MetPy CSSI 2021 roadmap
===
:::info
- **Time**: 2:00 pm MDT
- **Participants**:
- John Allen
- Lydia Bunting
- Drew Camron
- Connor Cozad
- Kevin Goebbert
- Russell Manser
- Ryan May
:::
- re issue [#1655](https://github.com/Unidata/MetPy/issues/1655) once completed. May open up a new discussion to close issue and formalize roadmap?
- **existing roadmap** on [docs](https://unidata.github.io/MetPy/latest/devel/roadmap.html)
- promises in **upcoming grant** ([award/abstract](https://www.nsf.gov/awardsearch/showAward?AWD_ID=2103682)):
- speed and scalability of CAPE and other calculations
- creating benchmarking tools to establish baseline and continually evaluate improvements
- enable and integrate with [dask](https://dask.org/)
- BUFR/GRIB polishing
- create resources to train for these improvements
- exploratory/stretch:
- GPU support
- expansion thoughts from discussion:
- upstream contributions to pangeo and other relevant efforts ([Pangeo Forge](https://pangeo-forge.readthedocs.io/en/latest/), [rechunker](https://rechunker.readthedocs.io/en/latest/))
- [XSEDE 2.0](https://www.xsede.org/), [JetStream 2](https://jetstream-cloud.org/)

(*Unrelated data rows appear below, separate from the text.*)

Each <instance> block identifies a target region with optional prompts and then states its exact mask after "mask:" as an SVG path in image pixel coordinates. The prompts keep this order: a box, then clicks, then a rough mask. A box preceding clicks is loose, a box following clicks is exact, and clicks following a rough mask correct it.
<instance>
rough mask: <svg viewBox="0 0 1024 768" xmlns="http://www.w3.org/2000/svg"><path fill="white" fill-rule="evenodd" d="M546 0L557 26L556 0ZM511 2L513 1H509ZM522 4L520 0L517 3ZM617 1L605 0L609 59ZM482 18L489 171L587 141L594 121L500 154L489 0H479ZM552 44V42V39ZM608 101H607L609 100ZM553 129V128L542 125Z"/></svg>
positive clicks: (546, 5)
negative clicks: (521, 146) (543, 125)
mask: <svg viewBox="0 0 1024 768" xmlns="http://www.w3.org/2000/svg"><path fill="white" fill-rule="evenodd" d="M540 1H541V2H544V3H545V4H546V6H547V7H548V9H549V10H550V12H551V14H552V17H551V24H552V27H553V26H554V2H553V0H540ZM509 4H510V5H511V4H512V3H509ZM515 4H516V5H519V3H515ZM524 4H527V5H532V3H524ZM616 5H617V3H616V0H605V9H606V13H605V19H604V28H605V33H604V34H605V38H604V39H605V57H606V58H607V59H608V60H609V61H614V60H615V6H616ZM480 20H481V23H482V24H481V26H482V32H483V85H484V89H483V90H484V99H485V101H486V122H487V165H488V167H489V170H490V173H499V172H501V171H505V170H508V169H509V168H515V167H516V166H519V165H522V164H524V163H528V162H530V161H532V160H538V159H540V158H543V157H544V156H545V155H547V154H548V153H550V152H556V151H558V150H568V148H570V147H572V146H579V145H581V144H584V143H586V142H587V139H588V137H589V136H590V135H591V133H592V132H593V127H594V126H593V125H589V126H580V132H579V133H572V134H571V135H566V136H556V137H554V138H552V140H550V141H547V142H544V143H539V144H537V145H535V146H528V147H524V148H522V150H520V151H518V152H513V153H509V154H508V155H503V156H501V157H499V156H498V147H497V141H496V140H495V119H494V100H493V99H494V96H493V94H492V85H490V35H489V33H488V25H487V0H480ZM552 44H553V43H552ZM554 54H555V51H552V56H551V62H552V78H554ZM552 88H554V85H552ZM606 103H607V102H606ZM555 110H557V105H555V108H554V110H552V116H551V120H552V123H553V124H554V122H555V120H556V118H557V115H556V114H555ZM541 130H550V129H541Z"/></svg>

- **previous grant** no-cost extension deliverables:
- solver, solver, solver
- **other** roadmap key markers:
- separation of siphon (TDS) and MetPy (domain-specific) remote access functionality
- New grant Gantt chart
```mermaid
gantt
title MetPy CSSI Timeline (DRAFT)
axisFormat %Y-%m
section Performance
Create Performance Suite: 2021-05-01, 720d
Test Performance Tools : 2021-08-01, 270d
Optimize Metpy Functions : 2022-02-01, 480d
Improve Scalability : 2022-11-01, 540d
section Docs and Training
Documentation/Example Work : 2022-02-01, 810d
Training Workshop : 2023-02-01, 90d
Training Workshop : 2024-02-01, 90d
section Others
File Format Support : 2023-02-01, 270d
Explore GPU Support : 2023-11-01, 180d
```
- Performance/evaluation tools
- [Numba](http://numba.pydata.org/)
- [Cython](https://cython.org/)
- [gt4py](https://github.com/GridTools/gt4py)
- [asv](https://asv.readthedocs.io/en/stable/)
- Other ideas:
- encompassing `get_layer` functionality in xarray `.sel()`
- Some functions like DCAPE may become feasible with optimization solution in place
- More resources for units, including a guide that goes through the relevant uses and explains the rationale for having units
- Need to go back through issues and see if there are any nuggest lurking in there
- Likely avoid employing dask internally just due to the challenges setting things up in a way that works generally well--just ensure interoperability with dask
- Need to test across variety of dask configurations (local cluster, HPC, cloud cluster)
- Numba sounds like the best initial solution; it avoids us needing to do all the platform builds ourselves, but instead makes that an externality. It's not perfect, though, since that makes us dependent on Numba for support of additional platforms (e.g. macOS m1) and future Python versions. On the plus side, might give us PyPy support?